Ticket Stubs #51: Eternal Sunshine Of the Spotless Mind
Article by Sean Wilkinson,
a.k.a. The Ticketmaster
Welcome back to Throwback Thursday, Ticketholders!
Back in my Countdown to TixMas special last year, I made reference to the Adam Sandler movie, Click, being a Happy Madison knockoff of Bruce Almighty, starring Jim Carrey. I also recently did a sort-of-Valentine's-themed issue of Ticket Stubs on the Adam Sandler-led comedy, Spanglish (complete with a modern contrarian satire review just for "fun"). So now, we come to the Jim Carrey-led drama, Eternal Sunshine Of the Spotless Mind, which was paired with Envy (another Countdown to TixMas inclusion) back in SWAT Ticket #20: Eternal Envy Of the Spotless Mind (FROM October 15, 2004).
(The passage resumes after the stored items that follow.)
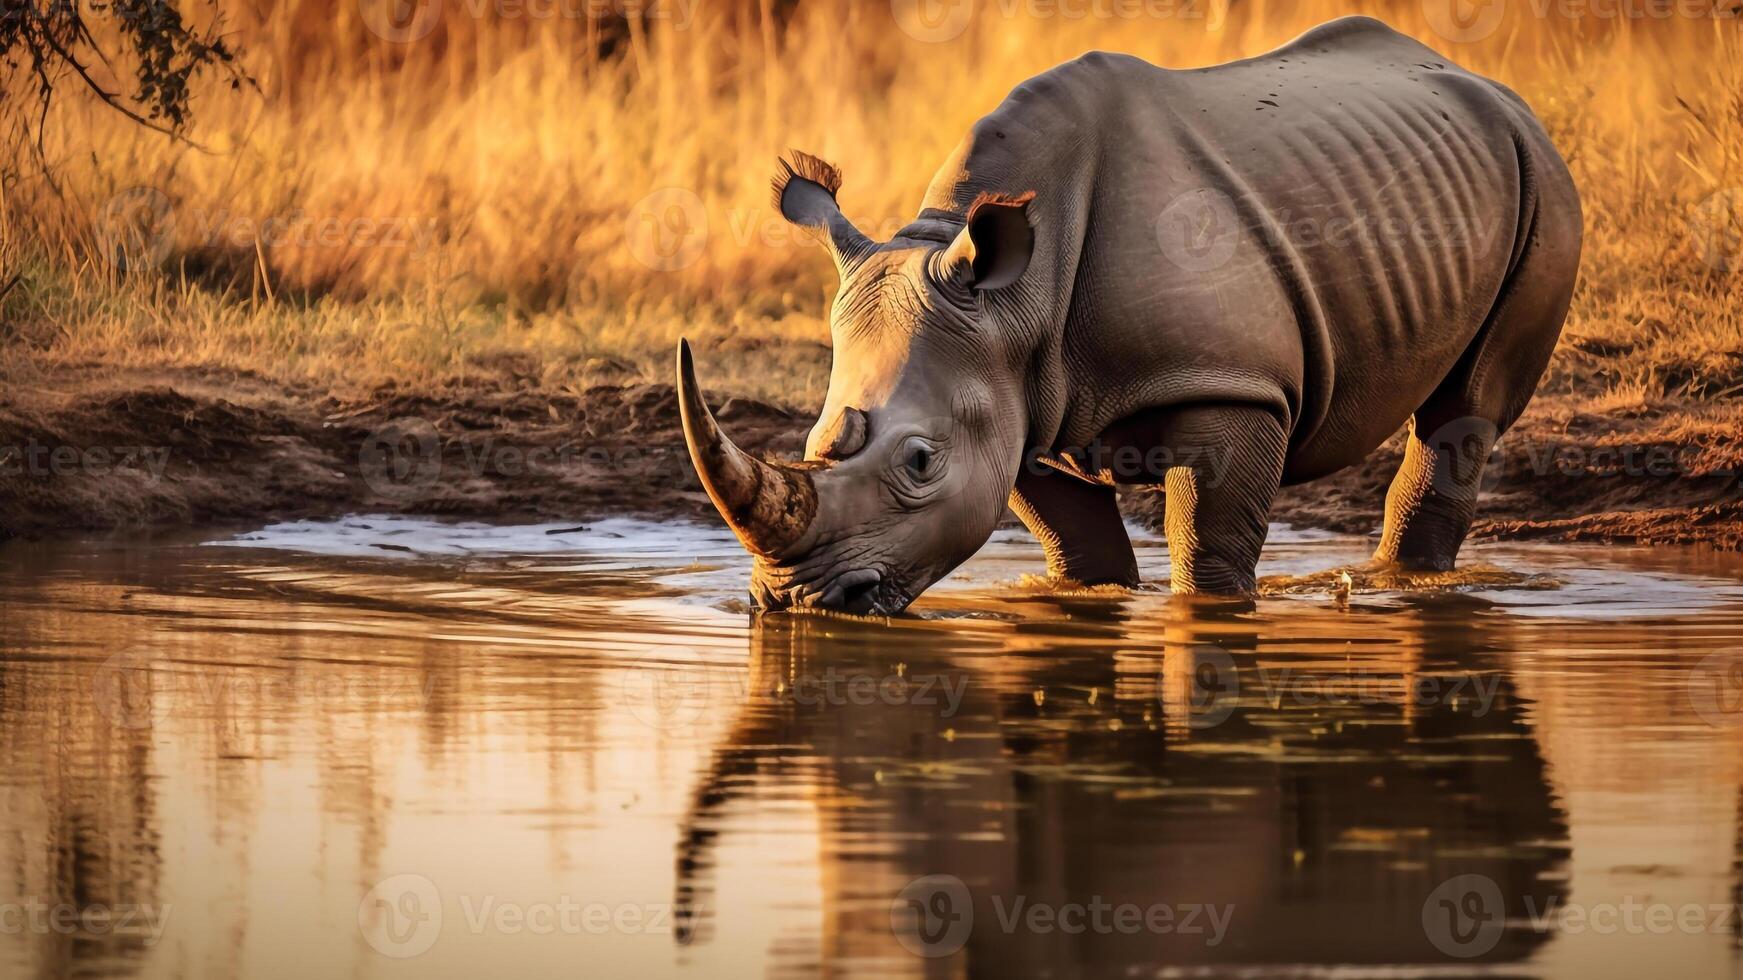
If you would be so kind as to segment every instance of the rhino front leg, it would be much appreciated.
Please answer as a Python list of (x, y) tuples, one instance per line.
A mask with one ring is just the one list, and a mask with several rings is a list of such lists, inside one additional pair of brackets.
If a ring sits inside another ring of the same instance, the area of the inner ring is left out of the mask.
[(1047, 572), (1085, 585), (1136, 585), (1138, 560), (1114, 489), (1053, 469), (1025, 465), (1011, 511), (1047, 553)]
[(1170, 412), (1162, 527), (1175, 592), (1251, 592), (1289, 437), (1276, 415), (1245, 406)]

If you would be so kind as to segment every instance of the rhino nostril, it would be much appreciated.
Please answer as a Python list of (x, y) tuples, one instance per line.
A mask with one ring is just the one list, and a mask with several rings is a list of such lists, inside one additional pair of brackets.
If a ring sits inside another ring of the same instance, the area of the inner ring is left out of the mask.
[(843, 575), (836, 584), (841, 590), (836, 608), (852, 613), (871, 611), (877, 601), (878, 586), (883, 583), (883, 575), (869, 568)]
[(766, 582), (753, 581), (750, 586), (750, 604), (753, 609), (776, 612), (793, 605), (793, 597)]
[(860, 601), (871, 595), (872, 592), (876, 591), (877, 587), (878, 584), (876, 582), (866, 582), (863, 585), (856, 585), (841, 594), (841, 604), (851, 609), (854, 606), (859, 605)]

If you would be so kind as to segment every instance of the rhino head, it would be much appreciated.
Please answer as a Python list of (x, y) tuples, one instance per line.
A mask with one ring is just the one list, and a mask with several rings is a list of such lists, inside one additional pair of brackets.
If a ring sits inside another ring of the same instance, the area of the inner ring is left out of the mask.
[(991, 536), (1027, 436), (1029, 351), (992, 307), (1029, 265), (1032, 194), (928, 210), (875, 242), (836, 204), (839, 172), (783, 161), (775, 205), (835, 258), (829, 394), (798, 463), (721, 431), (678, 349), (684, 438), (703, 487), (753, 556), (759, 607), (901, 611)]

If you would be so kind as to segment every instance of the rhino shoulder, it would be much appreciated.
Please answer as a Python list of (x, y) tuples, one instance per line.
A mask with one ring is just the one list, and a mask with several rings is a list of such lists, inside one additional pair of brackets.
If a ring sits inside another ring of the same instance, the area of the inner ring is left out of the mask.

This is going to be uncouth and unedited, so get ready for juvenile word choices, plot spoilers, and everything else that I would have left out of a Greatest Hits version (so much of it that I never did a Greatest Hits version).
Thanks to another unoriginal issue title, now you don't have to open the damn thing to see what I'm reviewing this week, which sucks a monkey for the two or three of you who read my reviews at all. On with the show......
Eternal Sunshine Of the Carpal Tunnel Syndrome From Typing the Title of this Movie is a far cry from Envy, and crying is apparently what the filmmakers behind ESotSM hope you will do. Jim Carrey (abandoning the outlandish Bruce Almighty persona for one more akin to his role in The Majestic, but less funny) is a self-made shyguy with an unpursued talent for creating art. Kate Winslet is the multi-haircolored free spirit who sweeps him off his feet at a beach party. However, each other's quirks get annoying after the initial sex and romance. So Winslet endeavors to completely erase Carrey--and every memory (good or bad) surrounding him--from her mind.Carrey finds out and endeavors to erase her from his mind. During the weird graphical deterioration that passes for memory erasure, he realizes how much he truly loves the woman who has lost him and whom he is losing piece by piece, and takes them on a wild goose chase through his greatest childhood embarrassments (allowing true Carrey comedy to shine through for a while). Meanwhile, the real Winslet is being romanced by one of the doctors (Elijah Wood) who perform the erasing procedure. The other doctor (Mark Ruffalo) is a pothead, and decides to do a little weed with the nurse in training (Kirsten Dunst, back in blonde), then dance half-naked and stoned with her on the bed where Carrey is unconscious and being erased. Slightly tweaked theories about dreaming and memories are thrown in to make things "weird" (like Carrey being able to hear the commotion and conversation that's going on while he's unconscious, deja vu, accessing memories as if by mental catalogue or time machine, etc.), and the loophole that allows two people who have erased each other from memory to meet again is distributed subtly throughout for much the same reason. Aside from being shot in the fuzzy and drastically contrasted quality of a bad indie film (and the long title, the long intro, the un-Carrey-ness of Carrey), ESotSM is a must see.
A- (Second Most Wanted)
Quote of the Week: "I met a man/Who had a face/That looked a lot like me./
I saw him in the mirror/And I fought him in the street./
Then when he turned away,/I shot him in the head./
Soon I came to realize/I had killed myself." -Audioslave, from "Exploder"
The last line of that verse rings differently, given the manner of passing of Soundgarden, Temple Of the Dog, and Audioslave frontman, Chris Cornell, almost as much as the title and lyrics of Soundgarden's "Pretty Noose." Further proof that you don't know what you have, or what will lead to you losing it, until it's gone?